A modern data stack demonstration showcasing orchestration, transformation, and cloud data warehousing integration.
This project demonstrates a complete data pipeline using industry-standard tools:
- 🎯 Dagster: Orchestrates data workflows and manages asset dependencies
- 🔄 dbt: Transforms raw data into analytics-ready models using SQL
- ❄️ Snowflake: Provides scalable cloud data warehouse for storage and compute
┌─────────────┐ ┌─────────────┐ ┌─────────────┐
│ Dagster │───▶│ dbt │───▶│ Snowflake │
│ (Orchestration) │ │ (Transform) │ │ (Warehouse) │
│ │ │ │ │ │
│ - Asset mgmt│ │ - SQL models│ │ - Storage │
│ - Scheduling│ │ - Tests │ │ - Compute │
│ - Monitoring│ │ - Docs │ │ - Scaling │
└─────────────┘ └─────────────┘ └─────────────┘
🚀 One-click development environment: Open in GitHub Codespaces for zero-setup development.

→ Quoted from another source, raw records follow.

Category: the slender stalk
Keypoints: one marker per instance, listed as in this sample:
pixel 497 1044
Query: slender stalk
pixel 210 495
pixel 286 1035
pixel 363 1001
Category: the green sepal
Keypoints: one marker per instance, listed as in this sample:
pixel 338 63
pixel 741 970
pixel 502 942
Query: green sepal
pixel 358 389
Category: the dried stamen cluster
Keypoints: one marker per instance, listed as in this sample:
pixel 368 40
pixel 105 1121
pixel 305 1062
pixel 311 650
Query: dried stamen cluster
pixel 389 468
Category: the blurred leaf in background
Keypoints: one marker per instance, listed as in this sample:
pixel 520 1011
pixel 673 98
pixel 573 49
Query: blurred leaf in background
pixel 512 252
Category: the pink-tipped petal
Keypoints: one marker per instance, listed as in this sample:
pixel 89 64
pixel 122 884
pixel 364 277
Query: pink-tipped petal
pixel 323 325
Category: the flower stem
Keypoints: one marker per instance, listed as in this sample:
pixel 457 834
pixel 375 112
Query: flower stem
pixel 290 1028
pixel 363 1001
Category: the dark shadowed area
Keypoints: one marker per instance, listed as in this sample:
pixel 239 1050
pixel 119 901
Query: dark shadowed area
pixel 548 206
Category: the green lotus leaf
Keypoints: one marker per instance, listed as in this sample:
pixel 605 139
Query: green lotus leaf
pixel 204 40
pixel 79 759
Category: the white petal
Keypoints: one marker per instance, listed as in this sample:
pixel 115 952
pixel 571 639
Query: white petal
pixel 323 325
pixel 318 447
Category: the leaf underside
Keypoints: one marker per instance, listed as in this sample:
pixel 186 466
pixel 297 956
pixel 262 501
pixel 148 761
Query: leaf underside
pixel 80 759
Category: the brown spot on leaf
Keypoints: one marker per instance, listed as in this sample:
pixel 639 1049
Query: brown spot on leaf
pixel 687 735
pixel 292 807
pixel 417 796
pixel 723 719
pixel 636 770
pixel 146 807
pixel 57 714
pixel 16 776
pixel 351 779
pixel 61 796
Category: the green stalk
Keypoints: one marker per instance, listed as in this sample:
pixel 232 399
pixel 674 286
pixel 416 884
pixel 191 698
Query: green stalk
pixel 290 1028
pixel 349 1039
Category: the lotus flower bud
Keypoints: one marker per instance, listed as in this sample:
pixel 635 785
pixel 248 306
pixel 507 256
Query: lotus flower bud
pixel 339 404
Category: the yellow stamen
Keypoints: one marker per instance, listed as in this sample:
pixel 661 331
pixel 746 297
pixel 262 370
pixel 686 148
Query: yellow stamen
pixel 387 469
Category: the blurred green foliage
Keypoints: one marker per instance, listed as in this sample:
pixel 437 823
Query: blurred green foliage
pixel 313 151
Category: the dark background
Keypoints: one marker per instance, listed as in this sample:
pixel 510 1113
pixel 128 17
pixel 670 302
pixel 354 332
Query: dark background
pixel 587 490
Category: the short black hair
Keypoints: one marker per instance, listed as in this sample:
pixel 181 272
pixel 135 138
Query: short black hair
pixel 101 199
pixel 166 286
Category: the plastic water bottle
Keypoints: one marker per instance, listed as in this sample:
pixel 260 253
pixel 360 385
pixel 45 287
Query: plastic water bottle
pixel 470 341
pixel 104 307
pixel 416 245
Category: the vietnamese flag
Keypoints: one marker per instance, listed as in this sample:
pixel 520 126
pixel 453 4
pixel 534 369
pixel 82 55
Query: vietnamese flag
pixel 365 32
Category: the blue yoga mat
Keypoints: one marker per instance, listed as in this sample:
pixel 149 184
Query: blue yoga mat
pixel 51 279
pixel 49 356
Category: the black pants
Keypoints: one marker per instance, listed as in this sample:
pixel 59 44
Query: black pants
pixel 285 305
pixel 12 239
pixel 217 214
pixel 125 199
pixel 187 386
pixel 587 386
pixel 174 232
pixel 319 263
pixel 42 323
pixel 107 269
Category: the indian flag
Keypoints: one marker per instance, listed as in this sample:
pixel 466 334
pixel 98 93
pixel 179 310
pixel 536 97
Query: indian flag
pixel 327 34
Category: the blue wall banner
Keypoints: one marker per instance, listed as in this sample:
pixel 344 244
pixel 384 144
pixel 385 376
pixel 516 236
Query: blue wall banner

See GH_CODESPACES.md for complete Codespaces documentation.
dagster-snowflake-dbt-demo/
├── dagster-demo/ # Orchestration layer
│ └── dagster_demo/ # Dagster assets and jobs
├── dbt_demo/ # Data transformation layer
│ ├── models/ # SQL transformation models
│ └── dbt_project.yml # dbt configuration
└── venv/ # Python virtual environment
- Setup Environment: Activate the Python virtual environment
- Configure Connections: Ensure Snowflake credentials are properly configured
- Run Pipeline: Execute data workflows through Dagster UI or CLI
- View Results: Monitor pipeline execution and inspect transformed data
- Unified Orchestration: Dagster manages the entire data pipeline lifecycle
- SQL-First Transformations: dbt enables analytics engineers to build reliable data models
- Cloud-Native: Leverages Snowflake's elastic compute and storage
- Data Quality: Built-in testing and validation at every step
- Observability: Comprehensive monitoring and lineage tracking
- Automated CI/CD: Dagger-powered continuous integration with comprehensive testing
This project includes a robust CI/CD pipeline powered by Dagger that runs on every push and pull request:
- 🔍 Code Linting: Black, Ruff, and isort for code quality
- 🧪 Testing: Pytest for unit and integration tests
- ✅ Dagster Validation: Ensures all assets and definitions load correctly
- 🔨 dbt Validation: Validates SQL models and compilation
- 🛡️ Security Scanning: Safety and Bandit for dependency and code security
The CI pipeline uses an in-memory DuckDB database for dbt validation, requiring no external dependencies.
This pattern is ideal for:
- Analytics Engineering: Building reliable data models for BI and reporting
- Data Pipeline Automation: Scheduling and monitoring data workflows
- Data Quality Assurance: Implementing tests and checks throughout the pipeline
- Team Collaboration: Enabling data teams to work with familiar SQL-based tools
- Python 3.13+: Runtime environment
- Dagster: Data orchestration platform
- dbt: Data transformation framework
- Snowflake: Cloud data platform
- SQL: Primary transformation language
This demo showcases modern data engineering practices using open-source orchestration with enterprise-grade data infrastructure.